Adaptor: Add MySQL #515

Merged
merged 101 commits into from May 26, 2022
Merged

Adaptor: Add MySQL #515

merged 101 commits into from May 26, 2022

Conversation

atomicules
Copy link
Collaborator

@atomicules atomicules commented Apr 21, 2022

I think this is at the point now where it's ready for review even if we don't merge yet.

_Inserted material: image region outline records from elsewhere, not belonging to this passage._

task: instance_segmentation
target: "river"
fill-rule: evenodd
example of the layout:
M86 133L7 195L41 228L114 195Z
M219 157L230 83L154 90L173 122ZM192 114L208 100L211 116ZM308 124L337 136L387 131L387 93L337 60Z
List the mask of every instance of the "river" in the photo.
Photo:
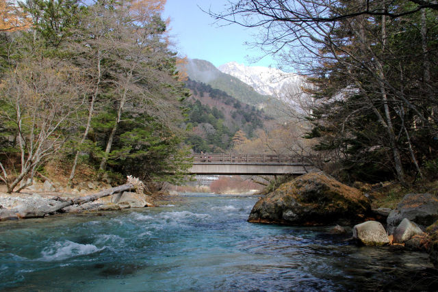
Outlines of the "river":
M427 254L358 247L326 227L250 224L256 201L192 194L157 208L2 222L0 291L431 289Z

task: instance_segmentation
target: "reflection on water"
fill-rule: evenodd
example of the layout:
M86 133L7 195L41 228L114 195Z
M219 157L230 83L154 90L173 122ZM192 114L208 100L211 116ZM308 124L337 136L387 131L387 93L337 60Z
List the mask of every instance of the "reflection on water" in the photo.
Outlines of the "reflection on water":
M246 222L252 197L0 224L0 290L434 290L427 254Z

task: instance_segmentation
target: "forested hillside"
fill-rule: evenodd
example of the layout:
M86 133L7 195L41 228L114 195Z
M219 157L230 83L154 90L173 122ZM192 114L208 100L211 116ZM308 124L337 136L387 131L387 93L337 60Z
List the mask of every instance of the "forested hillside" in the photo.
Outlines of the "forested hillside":
M438 173L436 1L231 1L211 13L308 76L311 159L345 181Z
M3 1L0 180L32 183L57 160L99 176L175 181L189 164L164 1ZM170 175L172 174L172 175Z
M265 109L270 103L272 96L261 95L248 84L228 74L222 73L208 61L190 59L183 69L191 79L201 82L226 92L239 101Z
M220 152L234 146L237 134L252 137L272 120L263 110L245 104L226 92L192 79L185 81L192 96L187 102L188 137L196 152Z

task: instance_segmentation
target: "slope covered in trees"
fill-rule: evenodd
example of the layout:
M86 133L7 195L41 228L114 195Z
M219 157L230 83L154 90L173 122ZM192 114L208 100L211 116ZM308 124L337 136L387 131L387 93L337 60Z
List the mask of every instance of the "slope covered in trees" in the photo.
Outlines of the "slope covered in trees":
M101 174L181 178L188 92L168 48L164 3L8 3L0 28L0 180L8 191L31 184L54 157L70 165L70 181L78 161Z
M438 170L435 1L231 1L216 19L309 76L307 136L345 180L402 183Z
M196 152L229 150L236 132L243 131L246 136L253 137L257 129L263 129L271 120L263 110L222 90L192 79L185 83L192 93L187 102L185 141Z
M241 103L263 109L268 114L274 116L272 109L272 96L257 93L248 84L237 78L222 73L208 61L190 59L184 64L182 70L187 72L192 80L209 85L211 88L226 92Z

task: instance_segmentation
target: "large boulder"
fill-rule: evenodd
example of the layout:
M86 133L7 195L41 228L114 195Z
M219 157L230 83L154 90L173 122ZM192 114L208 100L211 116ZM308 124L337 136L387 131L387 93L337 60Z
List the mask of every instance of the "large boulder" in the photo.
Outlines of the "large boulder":
M16 206L12 211L21 219L38 218L44 216L47 208L46 206L29 206L23 204Z
M402 243L411 239L414 235L425 235L425 233L414 222L404 218L394 230L394 241L396 243Z
M18 219L16 213L9 209L0 209L0 221L14 220Z
M367 221L355 225L353 238L365 245L384 245L389 243L385 228L377 221Z
M427 232L429 233L430 246L429 258L433 265L438 268L438 221L427 228Z
M322 172L304 174L260 199L248 221L289 225L350 225L363 220L370 202L357 189Z
M423 227L432 224L438 220L438 198L430 194L406 195L388 216L388 233L394 233L404 218Z

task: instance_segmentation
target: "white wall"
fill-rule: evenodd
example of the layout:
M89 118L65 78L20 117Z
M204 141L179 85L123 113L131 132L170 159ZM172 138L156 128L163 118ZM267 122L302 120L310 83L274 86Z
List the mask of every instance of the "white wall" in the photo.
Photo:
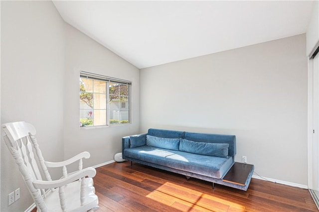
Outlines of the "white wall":
M122 151L122 137L139 132L140 71L131 64L66 23L67 47L64 99L65 157L82 151L91 153L84 166L114 159ZM83 71L132 81L132 124L90 129L80 129L79 78Z
M1 1L1 122L34 125L49 161L63 158L64 27L51 1ZM24 211L32 198L2 138L0 143L0 211ZM8 207L18 187L20 199Z
M235 135L270 178L307 184L305 34L141 70L141 130Z
M319 46L319 1L315 1L307 31L307 55Z

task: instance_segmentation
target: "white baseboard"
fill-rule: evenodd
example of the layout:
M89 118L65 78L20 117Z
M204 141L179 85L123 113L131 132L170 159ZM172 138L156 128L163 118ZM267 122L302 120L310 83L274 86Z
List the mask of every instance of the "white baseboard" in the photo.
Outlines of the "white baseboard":
M266 181L270 181L275 183L279 183L280 184L286 185L286 186L292 186L293 187L298 187L302 189L308 189L308 186L305 185L299 184L298 183L292 183L290 182L283 181L282 180L276 180L275 179L268 178L268 177L260 177L258 175L253 175L252 177L259 180L265 180Z
M93 167L94 168L98 168L98 167L101 167L101 166L105 166L105 165L107 165L107 164L109 164L112 163L114 163L115 162L115 160L110 160L109 161L106 162L105 163L100 163L99 164L95 165L94 166L93 166L92 167Z
M24 212L31 212L32 210L35 208L35 203L33 203Z

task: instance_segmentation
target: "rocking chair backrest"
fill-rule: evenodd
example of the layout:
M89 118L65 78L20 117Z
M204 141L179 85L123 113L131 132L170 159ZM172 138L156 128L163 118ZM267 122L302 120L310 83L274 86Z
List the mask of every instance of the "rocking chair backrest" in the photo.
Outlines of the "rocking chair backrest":
M4 124L1 127L5 134L3 138L5 144L15 159L28 189L33 194L32 198L37 207L38 204L43 204L41 193L45 197L45 193L44 190L40 191L36 189L32 183L34 180L42 179L35 156L46 180L51 179L34 137L35 129L32 125L24 122ZM35 154L33 153L32 146Z

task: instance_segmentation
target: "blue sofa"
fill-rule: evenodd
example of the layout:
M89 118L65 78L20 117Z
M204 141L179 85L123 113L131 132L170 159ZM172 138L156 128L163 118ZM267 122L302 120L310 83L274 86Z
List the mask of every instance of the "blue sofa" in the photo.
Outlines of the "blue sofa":
M150 129L122 138L122 157L155 168L246 191L222 180L234 163L236 136Z

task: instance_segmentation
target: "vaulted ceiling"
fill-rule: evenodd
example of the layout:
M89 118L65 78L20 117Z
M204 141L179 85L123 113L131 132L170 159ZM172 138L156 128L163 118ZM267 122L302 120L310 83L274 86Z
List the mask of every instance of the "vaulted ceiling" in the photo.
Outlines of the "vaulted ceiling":
M66 22L142 69L305 33L314 2L53 3Z

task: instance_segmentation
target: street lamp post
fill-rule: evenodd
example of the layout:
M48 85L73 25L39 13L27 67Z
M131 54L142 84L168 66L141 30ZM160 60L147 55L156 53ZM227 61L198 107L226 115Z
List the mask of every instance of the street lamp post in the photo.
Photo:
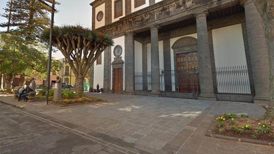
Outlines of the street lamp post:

There is obviously a LOT to review so will try to go over the main things worth looking at and considering:

  • This MySQL adaptor was built using the Postgresql one as a basis
  • You can follow the commit history to see how it was developed. But basically I copied the basic files over (client.go, mysql.go, reader.go, session.go, writer.go) from Postgresql (obviously renamed to mysql.go) and then added a test file at a time and used the tests to help me develop each file. Started with client first as that was easiest
  • Does it make sense that we have all this special handling in reader_test.go whereas Postgresql doesn't? I'm undecided. On the one hand I think this shouldn't be required as reader.go should do whatever is necessary, but on the other hand we don't necessarily specify how we are storing things at the Transporter level (i.e. compatibility layer between all adaptors, Golang native types). Maybe that should be in casifyValue instead? Could do with another pair of eyes, etc on this. In writing that comment I talked myself into changing things. See: c3fabd2 but I still welcome someone else's opinion on this.
  • It's worth looking through all the comments to see if that gives further things to think about. There are a lot of comments in tailer.go
  • Is any of the resumemap stuff relevant? To Postgresql either?
  • Uses go-mysql-org/go-mysql as a driver over go-sql-driver/mysql because the former supports replication. Currently references a specific commit rather than a release tag as TLS support for the driver has only just been merged in.
  • There are some TODOs left in the code, but I don't think these are things that need fixing right now. They are things that could be followed up with later. But you might disagree. Most are in tailer.go.
  • Performance is probably similar to Postgresql. I.e. we aren't doing any bulk inserts yet.
  • It has been tested with this test dataset copying between two DBaaS providers MySQLs using TLS connections and with tailing.
  • It runs SET FOREIGN_KEY_CHECKS=0; at the start of a session on the sink
  • It requires the connecting user to be able to read the binlog for tailing. Some DBaaS providers might not provide this right now
  • It's only been tested with a mysql sink and source. Unsure how it functions between other DB types. I don't think that should stop merging, but I could perhaps add a caveat to the mysql README about that.
  • Regarding handling binlog rotation, testing has shown that the replication/binlogsyncer handles this
  • Per Postgresql (and MongoDB?) need to create the destination database and table structure first. We could handle this in Transporter, but per the other adaptors probably makes sense to handle that in some other place, e.g. Code that references Transporter.

Fixes: #76

Required for all PRs:

  • CHANGELOG.md updated (feel free to wait until changes have been reviewed by a maintainer)
  • README.md updated (if needed)

- Copy files, don't bother with tests except client for now
- Change names from Postgresq, pq, etc to MySQL, etc
- Use github.com/go-sql-driver/mysql
- Don't bother with tailing for now
- Move the `casifyValue` function from tailing.go to reader.go since it seems it's needed even without tailing.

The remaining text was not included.